Aquilo que constrói a protagonista sobre La Asistente, dirigido por Pierre Llanos
Por Thamires Uchoa (Marginalia)
De que são feitos os personagens? De traumas, objetivos, querer e precisar? Qual é a essência de um personagem? Nas primeiras cenas de La Asistente (2024), o diretor e roteirista Pierre Llanos apresenta uma personagem que aparenta ser uma pessoa comum. Clara, interpretada por Lllari Pérez, é uma menina de 13 anos trabalhando como assistente na clínica informal de odontologia de seu pai. Em meio ao caos da cozinha de um restaurante peruano-chinês no horário de pico, conhecemos Clara. O breve diálogo entre os personagens nos mostra mais características: ela parece não se intimidar com o mundo ao seu redor. Em seguida, vemos o catalisador da narrativa, onde a protagonista é tirada do seu mundo comum. A paciente sem horário marcado, Antonia, está ali diante dela, pedindo informação. Não é sobre extração de dente e, sim, sobre o que o filme trata: a procura por um aborto clandestino.
Clara tem a responsabilidade de marcar consultas, corrigir erros gramaticais do pai e organizar os instrumentos de trabalho. Só que não é nessa rotina que ocorre a sua evolução. Podemos pensar que trabalhar desde cedo pode ser transformador, mas não é o trabalho que transforma, e sim as condições impostas. Nesta história, a condição era a jovem de 20 anos, que estava preste a realizar um aborto. Os caminhos das duas não serão mais os mesmos, especialmente o de Clara.
Poderíamos focar na temática do aborto, na condição da clandestinidade que muitas mulheres enfrentam. Mas a narrativa nos mostra a dimensão do aborto não pela perspectiva da paciente, mas sim pela de uma menina assistente. O que nos leva a pensar: em que momento a sociedade nos ensina as condições de ser mulher?
A sua curiosidade e insistência em permanecer no consultório, mesmo com o seu pai pedindo para sair, foi o momento mais lúcido sobre a sua transição para uma nova perspectiva. Clara poderia se recusar a auxiliar diante do momento de complicação da operação, mas continuou — afinal, ela era assistente. E, ali, tentando ser rápida, por conta da urgência da situação, ela tenta extrair o porquê disso. Esse é o risco de ser mulher? A paciente carrega essa simbologia do mundo externo.

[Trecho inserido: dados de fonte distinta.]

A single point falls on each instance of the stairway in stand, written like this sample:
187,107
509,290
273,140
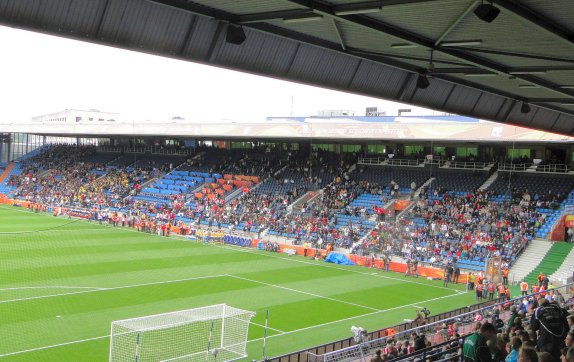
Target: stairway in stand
551,261
532,256
6,171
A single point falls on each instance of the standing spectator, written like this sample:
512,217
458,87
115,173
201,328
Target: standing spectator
549,320
456,275
514,347
475,348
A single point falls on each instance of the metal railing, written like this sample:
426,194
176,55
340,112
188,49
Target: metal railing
468,165
553,168
389,161
400,162
514,166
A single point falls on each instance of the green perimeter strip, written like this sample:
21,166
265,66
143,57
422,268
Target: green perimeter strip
304,313
551,261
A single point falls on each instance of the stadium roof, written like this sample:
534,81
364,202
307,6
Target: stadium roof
517,69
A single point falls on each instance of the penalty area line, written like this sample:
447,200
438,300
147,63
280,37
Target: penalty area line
249,341
96,289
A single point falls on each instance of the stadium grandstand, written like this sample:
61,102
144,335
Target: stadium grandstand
340,237
424,208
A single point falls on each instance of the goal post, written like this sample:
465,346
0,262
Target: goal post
206,334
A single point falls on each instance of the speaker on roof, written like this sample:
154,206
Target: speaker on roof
235,35
486,12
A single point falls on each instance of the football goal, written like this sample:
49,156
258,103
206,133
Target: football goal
206,334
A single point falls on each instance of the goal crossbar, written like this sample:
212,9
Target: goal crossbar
213,333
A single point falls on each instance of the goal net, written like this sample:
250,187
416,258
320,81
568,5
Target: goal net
212,333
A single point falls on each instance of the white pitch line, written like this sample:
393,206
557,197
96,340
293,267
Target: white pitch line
358,316
269,255
262,326
250,341
49,287
306,293
52,346
112,288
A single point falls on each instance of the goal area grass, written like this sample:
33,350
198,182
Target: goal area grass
62,283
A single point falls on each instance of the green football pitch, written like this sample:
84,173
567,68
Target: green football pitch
62,283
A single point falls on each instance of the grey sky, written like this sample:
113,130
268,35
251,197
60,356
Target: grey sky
44,74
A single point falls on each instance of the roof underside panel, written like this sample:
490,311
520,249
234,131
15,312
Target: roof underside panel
259,53
523,56
379,80
312,64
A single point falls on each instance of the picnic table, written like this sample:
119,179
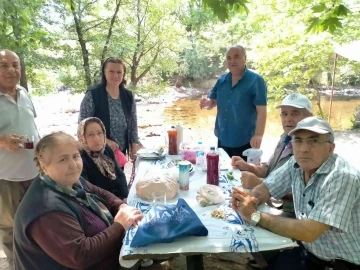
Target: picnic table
231,234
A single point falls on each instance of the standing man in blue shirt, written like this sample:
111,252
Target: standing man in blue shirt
240,96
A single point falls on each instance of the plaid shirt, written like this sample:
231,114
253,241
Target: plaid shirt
332,197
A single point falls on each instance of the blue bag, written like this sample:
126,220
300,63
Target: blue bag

Este lugar em que eu e você vivemos, o mundo em que levamos mulheres a sangrar, muitas das vezes até a morte, na clandestinidade.
O roteiro do curta-metragem chama atenção pela abordagem de não tornar o aborto um plot twist para trama, já explicitando desde o início o que vai ocorrer ao longo da narrativa. O que gera espaço para explorar a perspectiva de Clara diante desta situação. A fotografia compõe esse ponto de vista, posicionada sempre para acompanhar a protagonista. Ela nos indica o lugar para onde se deve olhar — para Clara. Os espectadores são guiados por uma direção sutil e respeitosa, que utiliza, sem qualquer dificuldade, a linguagem do drama.
Com o peso de carregar o saco de lixo ao seu destino no ato final do filme, notamos que o barulho que antes habitava a cozinha agora está dentro de Clara. A sua inocência foi rompida. O escritor Kurt Vonnegut diz para fazer coisas terríveis com os personagens inocentes, para que os outros possam ver do que eles são feitos. Ao final do curta, me questiono. Este é o mundo que lhe espera? Amanhã terá outra paciente? Conseguimos sentir as emoções de Clara. Toda essa situação é maior do que ela pode imaginar. Mas essa urgência está na imensidão externa, para ela não é o momento de pensar nisso, mesmo que tente, pois o próximo paciente já está à espera.
Biografia: Thamires Uchoa, conhecida como Marginalia, é Assistente de Roteiro e Desenvolvimento e Roteirista iniciante. Começou a sua carreira como fotógrafa do movimento Hip Hop e trabalhou como assistente de direção em séries brasileiras e publicidades. Atualmente, dedica a sua carreira às narrativas ficcionais e documentais. Escreveu e dirigiu os curtas-metragens “Daria um filme” (2018) e “Aos olhos de uma criança” (2020). Recentemente, desenvolveu uma série documental que aborda o tema da escravidão.